Mas J. Franklin não queria matar. Não é de sua índole. No fundo, no fundo ele só queria entender porque Tuca tirara a vida do seu filho. Justo seu filho, que sobrevivera nas violentas cadeias paulistas, ser morto por um pé-de-couve na sua terra natal e ainda continuar livre!!!  J. só queria ouvir da boca do assassino, os motivos. Ou quem sabe, queria que ele se ajoelhasse e pedisse perdão. Talvez até chorassem juntos! O que J. não podia entender era a arrogância de Tuca… Não podia aceitar que ele continuasse belo e formoso bebendo as mesmas cachaças, fumando os mesmos baseados, promovendo as mesmas bravatas, ameaçando pessoas, enquanto seu filho, que ele esperou longos anos para trazer de volta, nunca mais voltaria para casa. J. Franklin precisava resolver este conflito. Enquanto interrogava o assassino com a arma apontada para ele, Tuca Maia passou sebo nas canelas e virou a esquina da Artur Ribeiro Guimarães. Em poucos segundos chegou à sua casa como um corisco, debaixo de uma saraivada de balas. A raiva, a magoa, a saudade do filho morto, a tristeza, embaçaram a vista, sacudiram o braço e fizeram J. errar todos os tiros… Tuca Maia, que vive desviando da justiça, conseguiu desviar das balas daquele vulto sombrio.

Perdi o contato com o filho de dona Luzia, Mas soube que ele não perdeu o contato com a delinqüência. Só TCO por agressões e ameaças à cara metade, Ronaldo Belo já assinou mais de 10 nos últimos anos. Embora tenha praticado delitos que, somados, poderiam lhe garantir cana pelo resto da torta vida, ele nunca criou raízes no hotel do contribuinte.

Tuca Maia voltou discretamente à minha pagina policial, nesta quarta feira. Plagiando o velho ditado que diz que “pau que nasce torto nunca se direita”, Tuca Maia chegou em casa no inicio da tarde, chapado ou mamado e desceu o borralho na filha M.G. de Paula.

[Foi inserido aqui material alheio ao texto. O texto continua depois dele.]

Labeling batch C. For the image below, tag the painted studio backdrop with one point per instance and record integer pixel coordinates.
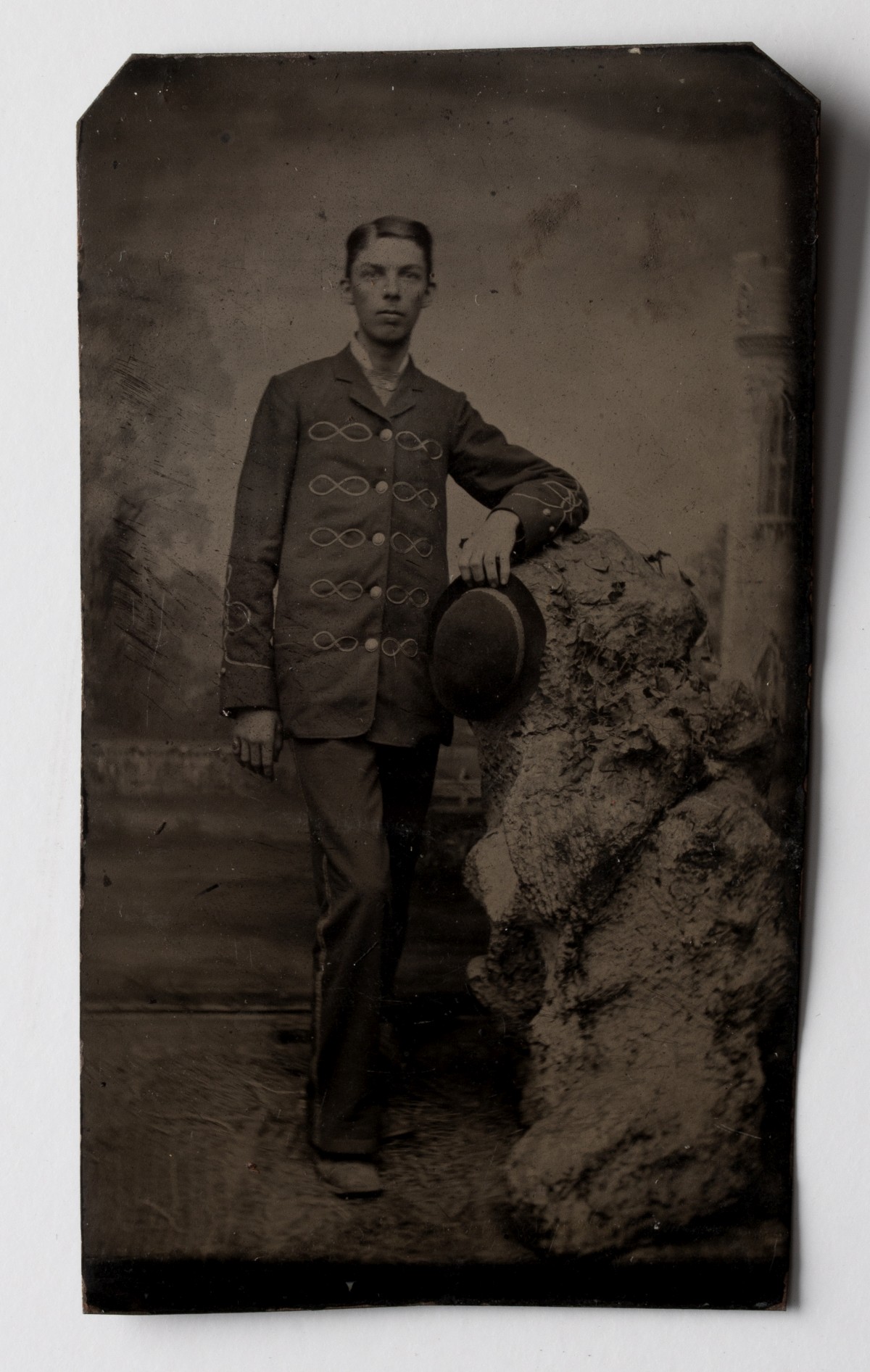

Enquanto podia correr a garotinha de 14 anos foi se refugiar nos braços da mãe que estava trabalhando – alguém nesta casa tem que trabalhar, né – Foi para a escola e somente voltou para casa a noite, quando a poeira parecia ter assentado. Parecia…

Tuca continuava mamado tentando arrancar o couro da filha. O genro Eliton Fernandes dos Santos tentou intervir e também acabou entrando na manguara. Sobrou farpas e espinhos até para cara metade, a inseparável Eliane Aparecida Gomes dos Santos, aquela que mesmo quando todos lhe viraram as costas, continuou levando seus chamegos para ele na prisão. Mesmo na presença dos homens da lei, Tuca Maia continuou ameaçando os familiares. Levado para a DP, o velho meliante de 38 anos, sentou-se mais uma vez ao piano e assinou o 129 e o 147 e foi morar no Hotel do Juquinha. Pelo menos por três ou quatro meses Tuca Maia vai dar uma folga para a família… Graças à intrépida senhora Maria da Penha Maia Fernandes e sua Lei 11.340.